The invention discloses a method for reducing the stability of an LKB1-STRAD-Mo25 protein complex. The stability of the LKB1-STRAD-Mo25 protein complex can be inhibited by increasing the expression level of the Midkine protein in human or mammalian cells. A Co-Immunoprecipitation (Co-IP) experiment is carried out by taking LKB1 as a bait protein, and a Western blot experiment is utilized to detect the protein levels of STRAD and Mo25 bound by LKB1, so that the negative regulation and control effect of the Midkine protein on the stability of an LKB1-STRAD-Mo25 protein complex can be verified. The invention provides a method for reducing the stability of the LKB1-STRAD-Mo25 protein complex, provides help for researching the biological function of the LKB1 protein, and provides a new theoretical basis for applying LKB1 as a target in tumors and diabetes.

Description

Method for reducing stability of LKB1-STRAD-Mo25 protein complex
Technical Field
The invention belongs to the field of cell biology and transformation medicine, and particularly relates to a method for reducing the stability of LKB1-STRAD-Mo25 protein complex and identifying the complex.
Background
The Midkine protein is a secretable protein and after translation is complete, the Midkine molecule from which the signal peptide is removed is about 13 kD. Studies have shown that Midkine is widely expressed in human tissues and can be transported in vivo by secretion into the circulatory system. Midkine is widely involved in the regulation of various physiological processes such as immune inflammatory reaction, neural development, blood pressure regulation and the like. The latest clinical sample data show that the expression level of Midkine is in an up-regulation trend in various malignant tumors such as breast cancer, prostate cancer, liver cancer, pancreatic cancer and the like, and the survival rate of a patient group with high Midkine expression is remarkably reduced, which indicates that Midkine is a cancer promotion factor. Based on the above phenomena, the functional research of Midkine has been the focus of research.
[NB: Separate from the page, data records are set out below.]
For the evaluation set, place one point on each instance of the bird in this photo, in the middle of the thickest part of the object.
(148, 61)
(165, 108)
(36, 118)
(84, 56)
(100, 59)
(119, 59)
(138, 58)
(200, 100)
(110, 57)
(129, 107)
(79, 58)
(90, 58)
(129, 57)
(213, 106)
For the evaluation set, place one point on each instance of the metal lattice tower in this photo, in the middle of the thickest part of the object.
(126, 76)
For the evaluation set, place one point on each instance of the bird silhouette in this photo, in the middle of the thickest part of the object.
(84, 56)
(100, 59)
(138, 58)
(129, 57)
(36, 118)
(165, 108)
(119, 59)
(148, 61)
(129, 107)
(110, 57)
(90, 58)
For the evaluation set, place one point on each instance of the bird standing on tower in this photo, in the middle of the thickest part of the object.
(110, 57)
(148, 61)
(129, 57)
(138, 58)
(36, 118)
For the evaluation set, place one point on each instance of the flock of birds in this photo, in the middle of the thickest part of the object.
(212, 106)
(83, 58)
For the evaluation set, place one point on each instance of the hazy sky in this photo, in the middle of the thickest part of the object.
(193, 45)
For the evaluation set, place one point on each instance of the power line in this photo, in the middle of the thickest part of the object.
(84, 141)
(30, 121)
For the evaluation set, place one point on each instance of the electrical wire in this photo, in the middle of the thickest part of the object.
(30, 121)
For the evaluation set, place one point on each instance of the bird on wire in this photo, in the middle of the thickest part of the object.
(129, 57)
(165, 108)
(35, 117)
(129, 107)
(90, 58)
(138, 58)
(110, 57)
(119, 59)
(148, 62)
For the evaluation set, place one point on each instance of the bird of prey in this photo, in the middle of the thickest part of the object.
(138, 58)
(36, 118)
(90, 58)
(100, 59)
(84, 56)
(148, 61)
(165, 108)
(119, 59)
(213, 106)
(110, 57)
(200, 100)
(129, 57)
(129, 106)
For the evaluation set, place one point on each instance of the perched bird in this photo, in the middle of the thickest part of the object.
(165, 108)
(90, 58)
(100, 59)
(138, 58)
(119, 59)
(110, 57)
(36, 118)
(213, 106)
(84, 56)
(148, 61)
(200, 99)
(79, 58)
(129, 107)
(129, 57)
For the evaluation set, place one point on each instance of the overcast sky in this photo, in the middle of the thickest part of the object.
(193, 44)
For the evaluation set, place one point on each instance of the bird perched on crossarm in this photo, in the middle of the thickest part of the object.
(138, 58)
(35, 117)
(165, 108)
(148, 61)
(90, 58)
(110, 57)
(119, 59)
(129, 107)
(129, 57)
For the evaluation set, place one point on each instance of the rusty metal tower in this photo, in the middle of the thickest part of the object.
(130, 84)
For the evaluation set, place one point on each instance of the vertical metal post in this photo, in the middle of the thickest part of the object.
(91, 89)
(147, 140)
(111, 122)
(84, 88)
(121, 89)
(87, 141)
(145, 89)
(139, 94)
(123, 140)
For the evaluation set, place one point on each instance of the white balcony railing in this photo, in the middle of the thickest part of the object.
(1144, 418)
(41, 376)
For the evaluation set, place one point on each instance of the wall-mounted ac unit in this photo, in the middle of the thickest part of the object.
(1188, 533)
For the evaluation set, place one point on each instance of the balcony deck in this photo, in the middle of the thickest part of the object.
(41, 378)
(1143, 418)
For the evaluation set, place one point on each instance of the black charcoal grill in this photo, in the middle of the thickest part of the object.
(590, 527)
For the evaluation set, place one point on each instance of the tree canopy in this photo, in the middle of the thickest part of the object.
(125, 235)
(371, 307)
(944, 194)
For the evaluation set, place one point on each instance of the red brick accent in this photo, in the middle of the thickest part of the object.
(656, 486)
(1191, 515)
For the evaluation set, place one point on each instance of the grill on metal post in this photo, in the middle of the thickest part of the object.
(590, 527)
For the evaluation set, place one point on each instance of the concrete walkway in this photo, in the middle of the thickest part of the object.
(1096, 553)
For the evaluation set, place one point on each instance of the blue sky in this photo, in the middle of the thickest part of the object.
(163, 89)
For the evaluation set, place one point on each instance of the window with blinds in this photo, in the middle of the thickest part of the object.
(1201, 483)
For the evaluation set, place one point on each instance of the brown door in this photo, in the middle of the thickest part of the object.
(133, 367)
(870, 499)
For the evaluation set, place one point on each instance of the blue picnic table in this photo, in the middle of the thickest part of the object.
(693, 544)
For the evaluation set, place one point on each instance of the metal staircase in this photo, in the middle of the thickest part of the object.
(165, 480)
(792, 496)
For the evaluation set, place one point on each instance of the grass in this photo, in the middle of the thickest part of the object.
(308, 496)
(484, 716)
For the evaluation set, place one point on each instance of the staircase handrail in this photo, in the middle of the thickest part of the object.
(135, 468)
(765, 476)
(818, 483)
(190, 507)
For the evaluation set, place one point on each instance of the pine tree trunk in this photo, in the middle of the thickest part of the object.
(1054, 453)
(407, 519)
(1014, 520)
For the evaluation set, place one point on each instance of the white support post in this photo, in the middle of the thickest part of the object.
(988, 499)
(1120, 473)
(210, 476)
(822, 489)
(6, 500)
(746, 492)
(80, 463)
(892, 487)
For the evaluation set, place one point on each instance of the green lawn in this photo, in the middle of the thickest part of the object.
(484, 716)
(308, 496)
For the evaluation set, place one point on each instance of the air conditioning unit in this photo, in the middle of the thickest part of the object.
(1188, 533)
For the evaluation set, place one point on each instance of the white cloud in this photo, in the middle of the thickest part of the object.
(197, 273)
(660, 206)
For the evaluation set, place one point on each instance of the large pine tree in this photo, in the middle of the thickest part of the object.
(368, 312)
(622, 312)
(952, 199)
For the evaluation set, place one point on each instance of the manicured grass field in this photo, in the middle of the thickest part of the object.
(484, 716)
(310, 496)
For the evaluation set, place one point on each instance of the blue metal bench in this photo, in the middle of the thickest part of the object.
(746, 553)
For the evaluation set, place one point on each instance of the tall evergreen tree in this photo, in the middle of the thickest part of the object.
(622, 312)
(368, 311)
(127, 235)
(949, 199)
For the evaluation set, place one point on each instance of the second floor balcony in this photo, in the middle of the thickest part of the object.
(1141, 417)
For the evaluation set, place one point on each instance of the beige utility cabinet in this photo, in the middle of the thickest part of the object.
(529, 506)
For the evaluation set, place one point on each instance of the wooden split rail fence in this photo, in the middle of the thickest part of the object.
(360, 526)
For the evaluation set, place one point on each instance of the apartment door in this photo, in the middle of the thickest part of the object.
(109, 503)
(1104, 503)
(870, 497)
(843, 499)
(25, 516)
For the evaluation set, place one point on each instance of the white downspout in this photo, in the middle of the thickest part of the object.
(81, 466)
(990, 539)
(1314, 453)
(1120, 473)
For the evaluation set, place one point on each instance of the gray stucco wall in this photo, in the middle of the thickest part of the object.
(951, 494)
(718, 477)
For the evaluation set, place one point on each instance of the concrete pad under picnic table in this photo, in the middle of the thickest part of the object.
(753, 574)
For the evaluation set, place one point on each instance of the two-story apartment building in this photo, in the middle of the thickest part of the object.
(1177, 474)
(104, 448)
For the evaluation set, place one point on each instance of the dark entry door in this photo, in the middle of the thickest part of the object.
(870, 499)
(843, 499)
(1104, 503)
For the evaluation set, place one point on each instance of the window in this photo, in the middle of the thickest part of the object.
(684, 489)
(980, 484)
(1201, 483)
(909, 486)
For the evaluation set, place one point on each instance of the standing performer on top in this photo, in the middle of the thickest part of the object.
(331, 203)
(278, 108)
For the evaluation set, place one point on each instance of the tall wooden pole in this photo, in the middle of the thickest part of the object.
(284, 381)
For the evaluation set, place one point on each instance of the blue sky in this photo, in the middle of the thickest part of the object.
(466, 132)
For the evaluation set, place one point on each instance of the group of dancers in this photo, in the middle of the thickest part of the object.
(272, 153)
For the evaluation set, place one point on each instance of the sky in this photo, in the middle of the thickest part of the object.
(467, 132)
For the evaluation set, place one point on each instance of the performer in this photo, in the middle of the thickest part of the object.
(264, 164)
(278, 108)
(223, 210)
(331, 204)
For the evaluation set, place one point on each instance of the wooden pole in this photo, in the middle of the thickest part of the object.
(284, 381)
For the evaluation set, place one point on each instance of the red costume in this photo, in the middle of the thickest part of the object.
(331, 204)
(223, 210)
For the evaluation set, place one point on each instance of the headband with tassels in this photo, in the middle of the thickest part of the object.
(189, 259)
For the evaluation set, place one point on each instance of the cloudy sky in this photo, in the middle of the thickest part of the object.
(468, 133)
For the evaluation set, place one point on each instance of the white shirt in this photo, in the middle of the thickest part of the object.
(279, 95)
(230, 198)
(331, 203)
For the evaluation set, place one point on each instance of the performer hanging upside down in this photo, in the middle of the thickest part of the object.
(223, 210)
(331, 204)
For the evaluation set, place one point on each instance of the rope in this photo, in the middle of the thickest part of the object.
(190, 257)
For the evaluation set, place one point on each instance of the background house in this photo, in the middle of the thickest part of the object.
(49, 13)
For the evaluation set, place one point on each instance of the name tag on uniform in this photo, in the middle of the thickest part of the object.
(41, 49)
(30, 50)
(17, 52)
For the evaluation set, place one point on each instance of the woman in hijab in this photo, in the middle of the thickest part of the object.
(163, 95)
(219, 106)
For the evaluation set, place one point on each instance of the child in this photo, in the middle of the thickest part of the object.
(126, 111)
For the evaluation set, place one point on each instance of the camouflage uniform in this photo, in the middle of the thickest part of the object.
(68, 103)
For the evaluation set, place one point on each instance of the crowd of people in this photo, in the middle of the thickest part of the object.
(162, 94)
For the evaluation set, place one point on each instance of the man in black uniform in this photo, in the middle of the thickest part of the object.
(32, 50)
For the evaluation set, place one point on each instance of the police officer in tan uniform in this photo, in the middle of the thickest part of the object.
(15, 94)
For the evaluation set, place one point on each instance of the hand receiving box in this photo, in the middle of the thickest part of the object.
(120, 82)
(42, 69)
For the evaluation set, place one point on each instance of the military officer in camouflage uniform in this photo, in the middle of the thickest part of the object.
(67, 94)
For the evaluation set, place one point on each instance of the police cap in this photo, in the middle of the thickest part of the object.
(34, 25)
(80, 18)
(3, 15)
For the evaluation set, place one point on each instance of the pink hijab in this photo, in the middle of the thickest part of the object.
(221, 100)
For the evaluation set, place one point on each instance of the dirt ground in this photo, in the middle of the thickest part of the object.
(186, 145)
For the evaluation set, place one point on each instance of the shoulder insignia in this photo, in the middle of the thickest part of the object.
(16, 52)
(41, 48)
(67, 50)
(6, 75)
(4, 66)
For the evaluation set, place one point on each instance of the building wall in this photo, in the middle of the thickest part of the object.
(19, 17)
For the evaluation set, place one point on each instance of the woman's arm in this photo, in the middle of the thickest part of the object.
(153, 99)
According to reports, Midkine protein belongs to the Pleiotrophin (PTN) family. The classical theory is that Midkine protein secreted outside the cell influences the physiological behavior of the cell by binding with receptors on the cell membrane to regulate downstream signaling pathways. Cell membrane midkine receptors that have been found include alk (anaplastic lymphoma kinase), PTP ζ (protein tyrosine phosphatase ζ), Notch2, Low Density Lipoprotein (LDL) receptor LRP1(LDL receptor protein 1), and the like. Midkine can activate downstream signal pathways such as Akt and Erk and promote activities such as cell proliferation by binding with the receptors, but the mechanisms are not directly connected with the occurrence and development of tumors.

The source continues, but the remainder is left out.